Subhash K Jha takes a look again at Style, director N Chandra’s 2001 film that starred Sahil Khan, Sharman Joshi, Riya Sen and Shillpi Sharma, in this new edition of This Day That Year.
This film—if one can call it that—needs to be referred to the SPCA—Society For The Prevention Of Cruelty To Audiences. Director N Chandra made some of the most powerful entertainers of the 1980s including the raw and realistic depiction of joblessness in his debut film Ankush, the hardhitting look at brutalization in Pratighaat and of course the all-time musical drama Tejaab which proved to be Chandra’s acid test.
The 1990s witnessed a complete erosion in Chandra’s creative powers. All his post-Tejaab works including Yugandhar, Narasimha , Humlaa and Beqabu were crashing failures.
In this millennium, Chandra re-invented himself as a ‘young’ director. Style, as his anything but stylish farce is called, selects four youngsters, one of whom (Sharman Joshi) has been seen earlier, and puts them in a campus comedy that combines the style of David Dhawan with the mood of Hollywood’s chic teen-flicks .
The end-result? A crashing bore and one of the worst written edited and enacted films of 2001. What’s specially tragic about Style is its utterly arid comic sense. For a film that relies on youthful guffaws for effectuality the purported humour is as flat as our two unlikely heroes’ chests when they aren’t posing as women at a girls’ hostel.
The men-in-drag theme, done so comically by Rishi Kapoor and Paintal in the 70s’ comedy Rafoo Chakkar, simply drags. In trying to be cutely vulgar Chandra is way out of line, causing more pandemonium than parody in his infantile plot. The outright crassness of the material shocks us as it indicates the rather abrupt end of the road for one of the more influential filmmakers of our times.
Chandra’s chirpy protagonists Chantu (debutant Sahil Khan) and Bantu (Sharman Joshi) are blatantly and crudely inspired by David Dhawan’s Munnu (Govinda) and Bunnu (Chunky Pandey) in Aankhen. They are a work-shirking, unethical and indisciplined extreme respresentation of aimless youth.
While Chandra is at liberty to subvert his own serious and thoughtprovoking theme of unemployed moorless life from his debut film Ankush, he has no moral or ethical right to rob his cinema of all aesthetic sense.
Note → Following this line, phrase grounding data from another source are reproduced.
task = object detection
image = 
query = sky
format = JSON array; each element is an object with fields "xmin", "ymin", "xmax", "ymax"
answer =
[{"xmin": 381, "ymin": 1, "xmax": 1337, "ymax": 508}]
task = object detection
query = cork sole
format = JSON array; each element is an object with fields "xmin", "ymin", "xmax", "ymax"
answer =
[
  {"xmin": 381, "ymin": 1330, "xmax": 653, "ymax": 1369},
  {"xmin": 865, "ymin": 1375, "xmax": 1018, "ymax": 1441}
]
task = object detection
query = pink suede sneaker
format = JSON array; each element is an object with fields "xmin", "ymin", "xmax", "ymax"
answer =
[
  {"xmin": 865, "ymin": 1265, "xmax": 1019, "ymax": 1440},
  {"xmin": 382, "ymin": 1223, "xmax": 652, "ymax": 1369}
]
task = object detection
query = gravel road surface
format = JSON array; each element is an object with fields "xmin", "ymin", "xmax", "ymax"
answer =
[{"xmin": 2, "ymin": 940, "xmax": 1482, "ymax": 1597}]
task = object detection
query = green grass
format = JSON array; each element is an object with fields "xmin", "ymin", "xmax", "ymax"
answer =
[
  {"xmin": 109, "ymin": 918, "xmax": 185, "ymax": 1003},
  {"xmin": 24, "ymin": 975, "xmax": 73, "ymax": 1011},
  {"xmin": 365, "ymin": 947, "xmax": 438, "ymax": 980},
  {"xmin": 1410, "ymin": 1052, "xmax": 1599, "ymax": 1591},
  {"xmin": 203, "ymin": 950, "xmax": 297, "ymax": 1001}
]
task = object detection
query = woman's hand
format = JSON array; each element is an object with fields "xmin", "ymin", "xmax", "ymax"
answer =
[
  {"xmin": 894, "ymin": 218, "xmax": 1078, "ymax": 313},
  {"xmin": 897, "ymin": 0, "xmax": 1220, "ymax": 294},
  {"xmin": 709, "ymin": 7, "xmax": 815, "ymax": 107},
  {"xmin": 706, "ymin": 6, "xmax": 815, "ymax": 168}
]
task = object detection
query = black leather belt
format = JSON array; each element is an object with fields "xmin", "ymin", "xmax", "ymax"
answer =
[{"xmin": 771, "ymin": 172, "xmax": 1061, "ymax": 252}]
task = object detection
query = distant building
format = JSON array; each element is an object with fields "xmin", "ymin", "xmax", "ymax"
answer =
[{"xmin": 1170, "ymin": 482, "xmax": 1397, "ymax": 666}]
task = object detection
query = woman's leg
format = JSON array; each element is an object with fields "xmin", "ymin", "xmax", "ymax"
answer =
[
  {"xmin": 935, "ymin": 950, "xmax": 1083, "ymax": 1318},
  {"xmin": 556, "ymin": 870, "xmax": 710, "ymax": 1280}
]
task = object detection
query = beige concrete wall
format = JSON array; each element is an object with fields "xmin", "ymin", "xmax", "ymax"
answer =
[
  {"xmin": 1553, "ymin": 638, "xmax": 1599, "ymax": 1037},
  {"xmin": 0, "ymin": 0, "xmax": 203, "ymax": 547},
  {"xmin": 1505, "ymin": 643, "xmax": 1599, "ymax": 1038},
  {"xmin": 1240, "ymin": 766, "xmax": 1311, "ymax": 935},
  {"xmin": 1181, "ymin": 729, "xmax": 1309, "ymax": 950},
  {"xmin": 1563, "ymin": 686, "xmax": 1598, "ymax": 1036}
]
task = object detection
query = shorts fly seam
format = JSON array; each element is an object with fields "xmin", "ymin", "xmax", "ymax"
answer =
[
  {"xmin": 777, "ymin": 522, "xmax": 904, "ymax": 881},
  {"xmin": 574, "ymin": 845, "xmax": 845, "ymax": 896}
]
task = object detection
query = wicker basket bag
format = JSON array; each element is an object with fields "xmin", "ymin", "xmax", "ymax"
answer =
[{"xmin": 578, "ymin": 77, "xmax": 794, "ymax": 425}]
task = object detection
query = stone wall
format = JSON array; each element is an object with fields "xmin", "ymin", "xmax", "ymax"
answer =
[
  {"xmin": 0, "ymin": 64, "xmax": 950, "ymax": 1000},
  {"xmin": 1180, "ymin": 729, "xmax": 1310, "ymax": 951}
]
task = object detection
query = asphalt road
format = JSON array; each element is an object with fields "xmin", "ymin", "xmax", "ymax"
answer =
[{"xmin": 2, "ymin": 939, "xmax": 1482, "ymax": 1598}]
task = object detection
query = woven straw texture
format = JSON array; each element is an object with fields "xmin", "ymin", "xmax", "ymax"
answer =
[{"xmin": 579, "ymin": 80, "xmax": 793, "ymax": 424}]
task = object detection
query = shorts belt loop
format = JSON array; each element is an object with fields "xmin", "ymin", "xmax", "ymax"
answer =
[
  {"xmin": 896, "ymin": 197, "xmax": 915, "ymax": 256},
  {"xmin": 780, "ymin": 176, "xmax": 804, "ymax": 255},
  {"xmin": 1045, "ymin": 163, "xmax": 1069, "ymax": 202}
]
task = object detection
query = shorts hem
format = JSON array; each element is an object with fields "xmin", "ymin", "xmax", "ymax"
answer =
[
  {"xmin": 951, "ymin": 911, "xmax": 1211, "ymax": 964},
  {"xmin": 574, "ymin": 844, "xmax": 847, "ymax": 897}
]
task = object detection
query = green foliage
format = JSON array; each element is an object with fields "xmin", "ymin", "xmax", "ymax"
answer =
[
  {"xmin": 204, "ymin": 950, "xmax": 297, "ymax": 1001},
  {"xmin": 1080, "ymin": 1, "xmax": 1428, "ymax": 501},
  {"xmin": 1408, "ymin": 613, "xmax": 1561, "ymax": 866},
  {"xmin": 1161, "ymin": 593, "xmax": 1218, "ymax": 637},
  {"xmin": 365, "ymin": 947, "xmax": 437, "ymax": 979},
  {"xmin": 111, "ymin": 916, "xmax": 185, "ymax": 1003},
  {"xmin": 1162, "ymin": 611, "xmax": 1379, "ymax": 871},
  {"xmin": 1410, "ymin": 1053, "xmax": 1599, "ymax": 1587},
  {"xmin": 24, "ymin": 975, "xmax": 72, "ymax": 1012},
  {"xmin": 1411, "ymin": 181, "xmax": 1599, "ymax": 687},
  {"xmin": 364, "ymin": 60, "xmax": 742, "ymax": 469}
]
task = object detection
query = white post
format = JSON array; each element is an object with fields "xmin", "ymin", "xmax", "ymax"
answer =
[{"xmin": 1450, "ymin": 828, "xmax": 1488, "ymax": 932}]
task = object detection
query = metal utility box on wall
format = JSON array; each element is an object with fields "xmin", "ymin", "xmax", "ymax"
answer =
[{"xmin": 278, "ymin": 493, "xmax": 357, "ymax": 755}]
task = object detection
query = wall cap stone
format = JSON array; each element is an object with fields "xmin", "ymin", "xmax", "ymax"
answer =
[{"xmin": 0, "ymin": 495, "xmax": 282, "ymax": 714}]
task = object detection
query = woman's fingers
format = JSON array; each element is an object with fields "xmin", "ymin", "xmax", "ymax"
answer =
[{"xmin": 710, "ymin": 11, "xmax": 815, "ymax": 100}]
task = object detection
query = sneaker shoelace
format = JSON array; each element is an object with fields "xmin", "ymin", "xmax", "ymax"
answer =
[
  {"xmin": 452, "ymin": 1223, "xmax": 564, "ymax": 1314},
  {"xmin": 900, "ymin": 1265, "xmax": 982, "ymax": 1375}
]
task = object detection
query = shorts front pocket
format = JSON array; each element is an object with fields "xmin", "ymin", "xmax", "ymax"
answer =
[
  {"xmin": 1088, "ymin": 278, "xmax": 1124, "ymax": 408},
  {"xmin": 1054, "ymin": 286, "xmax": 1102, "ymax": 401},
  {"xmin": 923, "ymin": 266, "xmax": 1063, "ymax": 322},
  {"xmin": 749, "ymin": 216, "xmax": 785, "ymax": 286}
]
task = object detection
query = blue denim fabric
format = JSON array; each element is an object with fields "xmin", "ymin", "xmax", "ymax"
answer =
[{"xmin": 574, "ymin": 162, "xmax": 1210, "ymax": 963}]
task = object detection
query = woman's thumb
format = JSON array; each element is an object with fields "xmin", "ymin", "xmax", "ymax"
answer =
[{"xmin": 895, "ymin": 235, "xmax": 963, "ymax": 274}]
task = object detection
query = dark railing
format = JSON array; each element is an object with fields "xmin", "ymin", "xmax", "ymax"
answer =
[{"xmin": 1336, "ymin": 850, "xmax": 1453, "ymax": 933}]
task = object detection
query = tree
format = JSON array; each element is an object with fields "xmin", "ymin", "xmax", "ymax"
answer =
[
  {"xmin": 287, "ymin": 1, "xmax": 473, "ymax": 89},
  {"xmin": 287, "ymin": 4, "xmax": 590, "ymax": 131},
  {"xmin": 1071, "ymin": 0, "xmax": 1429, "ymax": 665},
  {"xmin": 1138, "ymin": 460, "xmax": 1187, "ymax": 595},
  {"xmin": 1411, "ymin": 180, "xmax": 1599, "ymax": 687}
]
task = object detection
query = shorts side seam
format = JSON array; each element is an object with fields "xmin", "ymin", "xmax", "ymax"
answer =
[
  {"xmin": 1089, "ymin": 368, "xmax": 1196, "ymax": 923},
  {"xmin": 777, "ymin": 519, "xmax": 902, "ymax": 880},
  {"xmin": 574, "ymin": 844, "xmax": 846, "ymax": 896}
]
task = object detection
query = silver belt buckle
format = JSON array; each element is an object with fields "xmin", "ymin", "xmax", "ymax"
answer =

In one sequence, Chantu and Bantu bathe together(as they’re shown doing everything else together) while their girlfriends Sheena (the legendary Suchitra Sen’ s grand-daughter Riya Sen) and Rani (Shilpi Sharma) wait outside munching on the oranges that serve as the two prankish protagonist’s artificial breasts for their drag act.
In spite of all the mammarian mirth between the bosom pals Style lacks heart. The whole crass act is implemented as a ploy to generate mass appeal as the two protagonists’ go about their mission to become “rich” by wooing two heiresses (again a narrative device borrowed from Dhawan’s Aankhen). Sadly, the film ends up at the place where Chantu and Bantu find themselves: the garbage heap.
A dramatic core is invented through the character of the female villain (Tara Deshpande) who subverts the land’s anti-dowry laws to steal her in-laws’ inheritance , and uses men to satiate her quenchless craving for money. Deshpande’s character could have been an interesting effort to extend villany into feminine domain. Instead she’s projected with exasperating lack of subtlety and basic intelligence.
N. Chandra’s narrative is cluttured with third-rate dialogues songs and dances which proudly draw attention to themselves by being brazenly tawdry. The exceptionally unbefitting girls and boys in the lead are never separated from one another. A humid claustrophobic atmosphere hovers over the plot with depressing persistence .
The surface gloss and the tiresomely reptitive gags representing youthful vitality at the tackiest and mos primeval level , are artificially and gracelessly induced. The ear-splitting vulgar music score by Sanjeev-Darshan, cornily kinky characters. (such as the watchman at the girls’ hostel who ‘s a closet-peepingtom) and the broad eye-rolling performances add to the film’s atmosphere of obscene merrymaking.
We won’t even go into the values and ideologies that Chandra tries to project in Style. But what an inglorious end to Hindi cinema in 2001!